I’m following the Full Package procedures. When it says “Replace the current OJS directory with the new OJS directory”,
does this mean I will have to move all directories and files in the
root 2.4.7-1 OJS directory into the root OJS 2.2.1 directory?
Alternately, you can move your old directory out of the way, then just bring in the elements you need to the new code – the contents of public, and your config.inc.php configuration file, typically.
Regards,
Alec Smecher
Public Knowledge Project Team
Hi @asmecher,
Thanks for your reply.
This is what I’ve done:
I decompressed a 2.4.7-1 in the server where a I have the 2.2.1 running.
I followed the instructions in the upgrade doc.
Copied my current 2.2.1 config.inc.php file, and public/ and files/ directories into the 2.4.7-1
Copied the whole contents of the 2.4.7-1 back to the 2.2.1, replacing the contents of the current OJS (2.2.1) directory with the contents of the new 2.4.7-1 OJS directory
Before I proceed to reviewing the Configuration Changes section of the release notes in docs/release-notes/README-(version) for all versions between 2.2.1 and 2.4.7, I would appreciate if you could tell me whether what I’ve done is correct, as I it looks a bit confusing.
It’s better to start with a new directory, rather than copying the contents of the new version over the contents of the old.
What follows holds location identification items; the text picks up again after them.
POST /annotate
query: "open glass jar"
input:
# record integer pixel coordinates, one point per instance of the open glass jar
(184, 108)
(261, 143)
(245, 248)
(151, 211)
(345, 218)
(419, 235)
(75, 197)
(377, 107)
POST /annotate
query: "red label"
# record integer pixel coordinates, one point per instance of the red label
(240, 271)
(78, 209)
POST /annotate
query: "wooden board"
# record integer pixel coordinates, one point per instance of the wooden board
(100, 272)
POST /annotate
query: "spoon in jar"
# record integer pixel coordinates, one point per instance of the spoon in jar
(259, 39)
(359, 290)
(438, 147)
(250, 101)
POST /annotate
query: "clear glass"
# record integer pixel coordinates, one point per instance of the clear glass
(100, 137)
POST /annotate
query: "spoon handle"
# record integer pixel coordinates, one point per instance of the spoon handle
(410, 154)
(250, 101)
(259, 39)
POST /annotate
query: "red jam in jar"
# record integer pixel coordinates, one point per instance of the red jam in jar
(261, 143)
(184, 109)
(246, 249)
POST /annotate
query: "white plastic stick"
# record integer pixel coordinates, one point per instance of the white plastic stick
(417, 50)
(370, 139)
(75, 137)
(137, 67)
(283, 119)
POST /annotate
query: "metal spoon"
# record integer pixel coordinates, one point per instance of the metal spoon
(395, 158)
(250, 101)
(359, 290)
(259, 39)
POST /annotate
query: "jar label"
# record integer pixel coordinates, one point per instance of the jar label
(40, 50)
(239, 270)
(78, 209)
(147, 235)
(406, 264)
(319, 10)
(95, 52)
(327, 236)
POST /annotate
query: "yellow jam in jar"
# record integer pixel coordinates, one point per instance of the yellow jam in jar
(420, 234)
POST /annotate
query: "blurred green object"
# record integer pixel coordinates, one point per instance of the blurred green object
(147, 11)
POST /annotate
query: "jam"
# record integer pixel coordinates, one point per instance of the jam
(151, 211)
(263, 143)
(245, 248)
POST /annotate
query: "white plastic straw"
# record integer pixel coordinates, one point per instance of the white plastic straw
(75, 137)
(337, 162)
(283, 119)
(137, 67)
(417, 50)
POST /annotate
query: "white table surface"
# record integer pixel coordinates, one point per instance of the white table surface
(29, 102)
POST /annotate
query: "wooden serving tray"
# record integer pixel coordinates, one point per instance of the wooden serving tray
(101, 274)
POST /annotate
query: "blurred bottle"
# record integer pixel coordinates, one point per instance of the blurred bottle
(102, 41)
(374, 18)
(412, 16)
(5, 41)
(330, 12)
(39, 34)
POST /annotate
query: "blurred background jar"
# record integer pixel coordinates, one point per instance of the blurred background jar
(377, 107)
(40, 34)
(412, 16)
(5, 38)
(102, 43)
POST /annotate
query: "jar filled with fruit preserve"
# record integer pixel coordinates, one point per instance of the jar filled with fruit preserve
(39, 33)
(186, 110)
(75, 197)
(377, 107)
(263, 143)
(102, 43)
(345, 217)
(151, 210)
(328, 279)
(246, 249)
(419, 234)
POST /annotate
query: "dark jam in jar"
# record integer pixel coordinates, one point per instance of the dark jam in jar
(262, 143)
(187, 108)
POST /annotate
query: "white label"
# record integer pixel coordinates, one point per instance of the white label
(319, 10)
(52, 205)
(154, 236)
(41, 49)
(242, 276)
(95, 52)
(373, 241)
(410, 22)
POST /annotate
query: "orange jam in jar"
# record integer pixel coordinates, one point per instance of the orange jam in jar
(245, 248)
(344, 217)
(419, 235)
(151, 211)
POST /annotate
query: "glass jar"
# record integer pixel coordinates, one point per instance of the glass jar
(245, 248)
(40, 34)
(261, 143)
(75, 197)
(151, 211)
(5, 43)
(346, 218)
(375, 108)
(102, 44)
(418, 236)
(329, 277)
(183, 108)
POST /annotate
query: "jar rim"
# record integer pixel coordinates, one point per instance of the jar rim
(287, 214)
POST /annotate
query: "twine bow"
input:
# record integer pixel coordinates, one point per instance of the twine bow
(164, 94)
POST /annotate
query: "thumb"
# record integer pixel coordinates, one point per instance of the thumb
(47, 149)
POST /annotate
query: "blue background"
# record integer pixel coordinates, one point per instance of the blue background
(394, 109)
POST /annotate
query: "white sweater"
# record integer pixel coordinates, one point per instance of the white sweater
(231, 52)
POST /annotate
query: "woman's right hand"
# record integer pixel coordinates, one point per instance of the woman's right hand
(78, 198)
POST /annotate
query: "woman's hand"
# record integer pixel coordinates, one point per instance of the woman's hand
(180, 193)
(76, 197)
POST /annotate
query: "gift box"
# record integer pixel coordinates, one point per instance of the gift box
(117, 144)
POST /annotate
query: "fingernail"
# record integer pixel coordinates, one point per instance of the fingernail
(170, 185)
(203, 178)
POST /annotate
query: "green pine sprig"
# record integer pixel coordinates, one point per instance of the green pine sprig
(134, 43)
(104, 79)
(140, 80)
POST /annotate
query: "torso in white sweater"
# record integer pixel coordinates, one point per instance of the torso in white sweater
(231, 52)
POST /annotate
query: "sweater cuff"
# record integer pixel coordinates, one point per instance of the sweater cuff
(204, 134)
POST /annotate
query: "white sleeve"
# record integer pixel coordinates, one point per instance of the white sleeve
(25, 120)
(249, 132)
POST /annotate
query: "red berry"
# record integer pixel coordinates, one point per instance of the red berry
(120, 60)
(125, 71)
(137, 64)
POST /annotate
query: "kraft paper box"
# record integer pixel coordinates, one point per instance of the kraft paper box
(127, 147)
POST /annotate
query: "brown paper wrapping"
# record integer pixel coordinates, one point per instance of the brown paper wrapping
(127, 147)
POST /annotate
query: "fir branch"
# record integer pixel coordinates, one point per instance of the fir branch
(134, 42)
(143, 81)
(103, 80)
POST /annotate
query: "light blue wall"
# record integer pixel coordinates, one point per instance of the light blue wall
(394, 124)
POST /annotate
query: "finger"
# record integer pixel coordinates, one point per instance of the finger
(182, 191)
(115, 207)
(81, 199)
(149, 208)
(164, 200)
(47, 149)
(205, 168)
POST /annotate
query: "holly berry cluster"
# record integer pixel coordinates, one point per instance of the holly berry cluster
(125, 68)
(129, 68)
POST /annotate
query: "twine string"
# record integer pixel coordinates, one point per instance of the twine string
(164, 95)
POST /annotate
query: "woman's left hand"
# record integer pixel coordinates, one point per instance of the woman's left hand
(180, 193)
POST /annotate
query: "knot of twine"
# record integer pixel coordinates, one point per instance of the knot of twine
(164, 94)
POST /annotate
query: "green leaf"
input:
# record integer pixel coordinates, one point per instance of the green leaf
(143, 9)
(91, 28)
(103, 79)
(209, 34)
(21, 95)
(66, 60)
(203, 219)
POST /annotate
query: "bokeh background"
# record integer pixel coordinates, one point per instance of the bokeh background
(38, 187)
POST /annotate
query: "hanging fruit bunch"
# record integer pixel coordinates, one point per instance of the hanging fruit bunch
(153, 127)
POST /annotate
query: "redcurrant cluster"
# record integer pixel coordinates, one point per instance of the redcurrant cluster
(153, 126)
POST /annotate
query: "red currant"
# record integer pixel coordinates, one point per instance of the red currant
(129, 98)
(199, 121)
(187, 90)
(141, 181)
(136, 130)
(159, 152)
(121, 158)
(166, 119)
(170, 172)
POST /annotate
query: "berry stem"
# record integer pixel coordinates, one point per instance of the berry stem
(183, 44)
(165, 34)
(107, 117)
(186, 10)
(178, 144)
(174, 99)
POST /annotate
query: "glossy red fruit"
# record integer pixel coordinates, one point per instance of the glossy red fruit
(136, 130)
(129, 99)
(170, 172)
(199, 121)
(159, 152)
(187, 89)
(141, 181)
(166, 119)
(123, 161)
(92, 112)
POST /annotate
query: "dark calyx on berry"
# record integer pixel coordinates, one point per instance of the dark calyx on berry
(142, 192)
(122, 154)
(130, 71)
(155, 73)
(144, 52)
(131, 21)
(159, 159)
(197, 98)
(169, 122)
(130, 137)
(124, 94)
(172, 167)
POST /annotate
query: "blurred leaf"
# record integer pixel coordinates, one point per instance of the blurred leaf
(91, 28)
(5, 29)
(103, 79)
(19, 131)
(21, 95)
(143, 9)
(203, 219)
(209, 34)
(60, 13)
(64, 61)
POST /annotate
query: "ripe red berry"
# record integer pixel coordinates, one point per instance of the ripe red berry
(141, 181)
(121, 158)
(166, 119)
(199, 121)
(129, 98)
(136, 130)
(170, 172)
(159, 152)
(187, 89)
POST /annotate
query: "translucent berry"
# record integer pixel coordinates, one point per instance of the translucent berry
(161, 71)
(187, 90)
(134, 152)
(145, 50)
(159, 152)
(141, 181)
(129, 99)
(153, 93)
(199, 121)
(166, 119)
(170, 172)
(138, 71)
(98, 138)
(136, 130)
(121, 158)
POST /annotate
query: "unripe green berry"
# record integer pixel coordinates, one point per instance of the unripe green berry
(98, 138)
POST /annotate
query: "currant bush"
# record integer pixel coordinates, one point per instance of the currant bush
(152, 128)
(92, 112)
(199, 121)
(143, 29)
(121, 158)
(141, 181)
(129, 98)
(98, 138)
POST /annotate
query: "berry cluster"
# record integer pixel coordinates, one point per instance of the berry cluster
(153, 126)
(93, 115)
In some cases the old version will contain files that don’t exist in the new version, and this will make a mess.
Regards,
Alec Smecher
Public Knowledge Project Team
Hi @asmecher,
Thanks for your reply.
This is what I’ve done.
Uploaded and decompressed 2.4.7-1 into the hosting. Copied into the 2.4.7-1 the following directories from my current 2.2.1 installation:
/flies
/public Uploaded the geolocalization db to plugins/generic/usageStats in the new 2.4.7-1 and decompressed it
Modified the following in the 2.4.7-1 config.inc.php:
charset_normalization: On
connection_charset and database_charset: ut8 (not utf-8), this is how it is in the live ojs 2.2.1 and also I read a post in which someone says this should be this way.
persistent_connections: On (this is how it is in the live 2.2.1)
cache: file (as in the live 2.2.1)
FileInfo (MIME)
—I see that the line “mime_data…” is commented in the 2.4.7-1 and not in the live 2.2.1. I’ve left it commented.
I’m now proceeding to database upgrade, and have kept “installed=Off” in the 2.4.7-1 confi-inc.php
If I now access the url where I have the 2.4.7-1 I’m presented with the 2.4.7-1 installation page. I intend to skip installation and go directly to the upgrade option: “if you are upgrading an existing installation of OJS 2.x, click here to proceed”
My questions are:
Do you think the above is correct?
If so, will I need to increase php.ini max_execution_time prior to upgrading? (it is currently set to 30)
Sometime between 2005 and present, the file option for caching stopped being listed config.inc.php. I haven’t looked carefully, but I suspect the value of file will now effectively be a value of none.